Bhavsar Vishal, Sanyal Jyoti, Patel Rashmi, Shetty Hitesh, Velupillai Sumithra, Stewart Robert, Broadbent Matthew, MacCabe James H, Das-Munshi Jayati, Howard Louise M
Section of Women's Mental Health, Institute of Psychiatry, Psychology & Neuroscience, King's College London, UK.
Clinical Informatics, BRC Nucleus, South London and Maudsley NHS Foundation Trust, UK.
BJPsych Open. 2020 Jul 16;6(4):e73. doi: 10.1192/bjo.2020.52.
How neighbourhood characteristics affect the physical safety of people with mental illness is unclear.
To examine neighbourhood effects on physical victimisation towards people using mental health services.
We developed and evaluated a machine-learning-derived free-text-based natural language processing (NLP) algorithm to ascertain clinical text referring to physical victimisation. This was applied to records on all patients attending National Health Service mental health services in Southeast London. Sociodemographic and clinical data, and diagnostic information on use of acute hospital care (from Hospital Episode Statistics, linked to Clinical Record Interactive Search), were collected in this group, defined as 'cases' and concurrently sampled controls. Multilevel logistic regression models estimated associations (odds ratios, ORs) between neighbourhood-level fragmentation, crime, income deprivation, and population density and physical victimisation.

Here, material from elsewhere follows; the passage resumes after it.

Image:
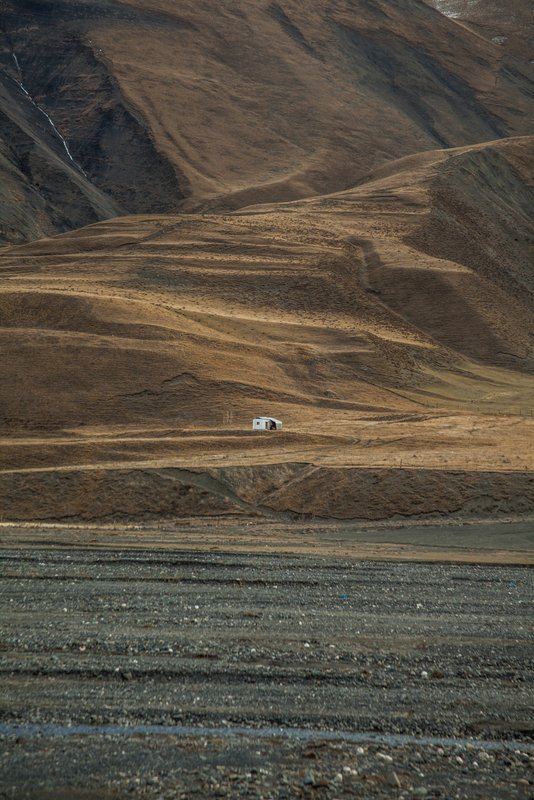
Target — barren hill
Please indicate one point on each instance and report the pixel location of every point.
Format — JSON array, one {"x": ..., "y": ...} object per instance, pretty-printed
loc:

Based on a human-rated gold standard, the NLP algorithm had a positive predictive value of 0.92 and sensitivity of 0.98 for (clinically recorded) physical victimisation. A 1 s.d. increase in neighbourhood crime was accompanied by a 7% increase in odds of physical victimisation in women and an 13% increase in men (adjusted OR (aOR) for women: 1.07, 95% CI 1.01-1.14, aOR for men: 1.13, 95% CI 1.06-1.21, P for gender interaction, 0.218). Although small, adjusted associations for neighbourhood fragmentation appeared greater in magnitude for women (aOR = 1.05, 95% CI 1.01-1.11) than men, where this association was not statistically significant (aOR = 1.00, 95% CI 0.95-1.04, P for gender interaction, 0.096). Neighbourhood income deprivation was associated with victimisation in men and women with similar magnitudes of association.
Neighbourhood factors influencing safety, as well as individual characteristics including gender, may be relevant to understanding pathways to physical victimisation towards people with mental illness.
社区特征如何影响精神疾病患者的人身安全尚不清楚。
研究社区对使用精神卫生服务者遭受身体伤害的影响。
我们开发并评估了一种基于机器学习的、源自自由文本的自然语言处理(NLP)算法,以确定提及身体伤害的临床文本。该算法应用于伦敦东南部所有接受国民保健服务精神卫生服务的患者记录。收集了该组(定义为“病例”)及同时抽取的对照的社会人口统计学和临床数据,以及急性医院护理使用情况的诊断信息(来自医院事件统计数据,并与临床记录交互式搜索相关联)。多水平逻辑回归模型估计了社区层面的破碎化、犯罪、收入剥夺和人口密度与身体伤害之间的关联(比值比,OR)。
基于人工评定的金标准,NLP算法对(临床记录的)身体伤害的阳性预测值为0.92,敏感性为0.98。社区犯罪每增加1个标准差,女性遭受身体伤害的几率增加7%,男性增加13%(女性的调整后OR(aOR):1.07,95%CI 1.01 - 1.14,男性的aOR:1.13,95%CI 1.06 - 1.21,性别交互作用的P值为0.218)。尽管社区破碎化的调整关联较小,但女性的关联幅度似乎大于男性(aOR = 1.05,95%CI 1.01 - 1.11),而男性的这种关联无统计学意义(aOR = 1.00,95%CI 0.95 - 1.04,性别交互作用的P值为0.096)。社区收入剥夺与男性和女性的伤害存在相似幅度的关联。
影响安全的社区因素以及包括性别在内的个体特征,可能与理解精神疾病患者遭受身体伤害的途径相关。